On Tuesday, Sweden’s enterprise minister, Maud Olofsson, announced in an editorial in Dagens Nyheter that his country would build 2,000 new wind turbines in 10 years for a total added capacity of 10 TWh by 2020. Sweden currently has the largest percentage (about 20%) of renewable energy in Europe and has a goal of supplying at least 50% of its energy from renewables by 2020.

The editorial  [Ed. This page can be translated with Google Translate.] notes that during this extreme winter, many Swedish nuclear reactors have been offline, which has raised electricity costs. Though reliability was secure, Olofsson said, the government has determined that the country is overly reliant upon hydro and nuclear power.

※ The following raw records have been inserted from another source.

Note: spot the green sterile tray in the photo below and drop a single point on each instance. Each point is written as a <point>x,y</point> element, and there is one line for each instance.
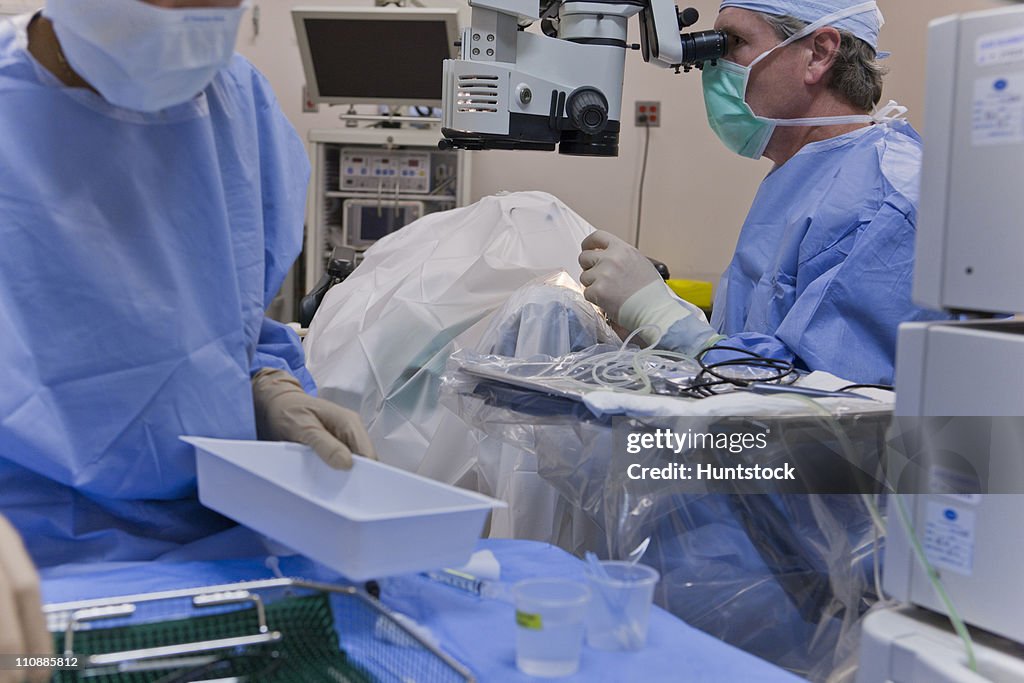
<point>269,631</point>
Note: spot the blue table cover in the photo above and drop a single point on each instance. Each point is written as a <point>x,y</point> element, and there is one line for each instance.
<point>478,632</point>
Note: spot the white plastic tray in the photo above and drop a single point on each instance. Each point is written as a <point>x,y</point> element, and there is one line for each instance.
<point>368,522</point>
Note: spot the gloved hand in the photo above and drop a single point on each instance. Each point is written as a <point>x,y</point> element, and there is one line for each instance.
<point>612,271</point>
<point>23,628</point>
<point>286,413</point>
<point>626,285</point>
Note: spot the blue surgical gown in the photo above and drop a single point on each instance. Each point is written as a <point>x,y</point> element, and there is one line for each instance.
<point>822,270</point>
<point>137,255</point>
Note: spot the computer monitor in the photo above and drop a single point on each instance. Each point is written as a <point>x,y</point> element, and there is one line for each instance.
<point>376,55</point>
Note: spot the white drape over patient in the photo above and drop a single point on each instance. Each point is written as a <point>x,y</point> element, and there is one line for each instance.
<point>380,340</point>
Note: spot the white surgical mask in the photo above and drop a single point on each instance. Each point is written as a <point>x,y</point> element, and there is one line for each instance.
<point>747,133</point>
<point>140,56</point>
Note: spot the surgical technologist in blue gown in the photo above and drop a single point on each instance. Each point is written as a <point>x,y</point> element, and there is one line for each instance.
<point>821,273</point>
<point>152,199</point>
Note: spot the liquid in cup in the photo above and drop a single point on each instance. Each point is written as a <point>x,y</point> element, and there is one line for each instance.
<point>620,608</point>
<point>550,616</point>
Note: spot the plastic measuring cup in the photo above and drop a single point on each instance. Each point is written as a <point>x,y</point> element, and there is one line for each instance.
<point>550,615</point>
<point>620,609</point>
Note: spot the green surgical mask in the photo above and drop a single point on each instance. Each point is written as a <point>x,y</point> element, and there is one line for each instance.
<point>734,122</point>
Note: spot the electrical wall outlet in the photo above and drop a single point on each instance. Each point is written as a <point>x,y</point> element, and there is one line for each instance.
<point>648,114</point>
<point>308,107</point>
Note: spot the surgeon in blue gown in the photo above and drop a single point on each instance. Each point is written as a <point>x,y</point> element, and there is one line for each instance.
<point>822,269</point>
<point>152,198</point>
<point>820,276</point>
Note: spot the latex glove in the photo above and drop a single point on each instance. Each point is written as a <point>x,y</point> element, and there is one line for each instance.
<point>612,271</point>
<point>660,310</point>
<point>286,413</point>
<point>23,628</point>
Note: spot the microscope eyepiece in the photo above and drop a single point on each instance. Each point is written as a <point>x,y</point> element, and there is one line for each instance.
<point>701,46</point>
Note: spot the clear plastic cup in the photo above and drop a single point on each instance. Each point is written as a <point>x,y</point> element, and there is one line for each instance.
<point>550,615</point>
<point>620,608</point>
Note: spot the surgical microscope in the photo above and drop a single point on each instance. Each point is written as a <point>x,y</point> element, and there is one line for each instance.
<point>513,89</point>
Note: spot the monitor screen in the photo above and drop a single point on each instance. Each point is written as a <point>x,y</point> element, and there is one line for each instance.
<point>363,57</point>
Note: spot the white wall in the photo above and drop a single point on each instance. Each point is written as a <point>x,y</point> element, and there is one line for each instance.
<point>696,191</point>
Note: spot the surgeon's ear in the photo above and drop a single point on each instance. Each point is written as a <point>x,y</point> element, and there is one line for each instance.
<point>824,47</point>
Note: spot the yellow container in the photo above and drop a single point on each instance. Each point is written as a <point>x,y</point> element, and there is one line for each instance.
<point>696,292</point>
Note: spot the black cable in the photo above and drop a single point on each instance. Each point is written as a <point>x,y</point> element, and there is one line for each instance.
<point>702,386</point>
<point>643,177</point>
<point>851,387</point>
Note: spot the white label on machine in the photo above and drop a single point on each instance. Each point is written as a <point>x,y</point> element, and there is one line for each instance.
<point>948,539</point>
<point>997,116</point>
<point>999,48</point>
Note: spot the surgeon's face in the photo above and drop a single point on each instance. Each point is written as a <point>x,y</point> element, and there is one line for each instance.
<point>776,84</point>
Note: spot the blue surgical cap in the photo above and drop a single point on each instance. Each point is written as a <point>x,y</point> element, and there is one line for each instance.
<point>864,26</point>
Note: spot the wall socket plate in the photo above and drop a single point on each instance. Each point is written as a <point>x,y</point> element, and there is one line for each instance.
<point>647,114</point>
<point>308,107</point>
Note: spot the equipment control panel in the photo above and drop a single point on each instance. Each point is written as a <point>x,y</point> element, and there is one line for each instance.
<point>385,171</point>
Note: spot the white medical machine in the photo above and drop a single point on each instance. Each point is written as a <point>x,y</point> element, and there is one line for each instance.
<point>970,259</point>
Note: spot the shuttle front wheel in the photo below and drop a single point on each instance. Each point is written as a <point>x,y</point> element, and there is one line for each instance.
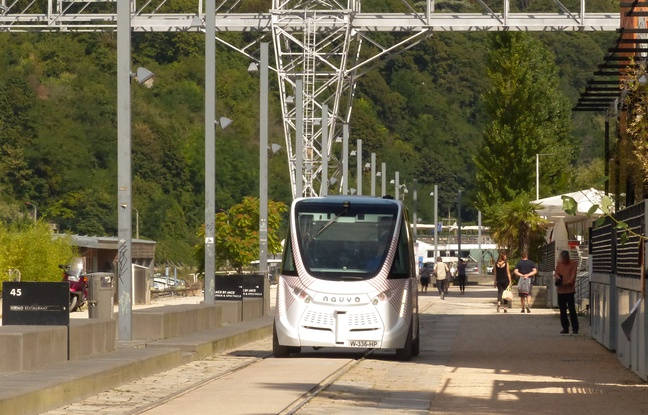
<point>408,349</point>
<point>279,350</point>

The way to achieve the goal of 50% renewables in 10 years, Olofsson wrote, is an “electricity certificate system”—“a market-based technology-neutral system. The driving force is the cheapest production [facilities] are built first, which keep the cost for companies and electricity consumers [low].”

Sweden has some of the highest electricity prices in the European Union. The average residential price of electricity (as of July 2009), as reported by Europe’s Energy Portal, is €0.1832/kWh (25 cents/kWh). The U.S. Energy Information Administration reports that the average residential electricity rate in the U.S. is 11.61 cents/kWh for 2009 year to date.

He noted that a strong transmission system is also needed and that the nation has invested 2.3 billion kronor (US$0.32 billion) this year in developing the national grid. That represents a fourfold increase over investments made in the previous two decades.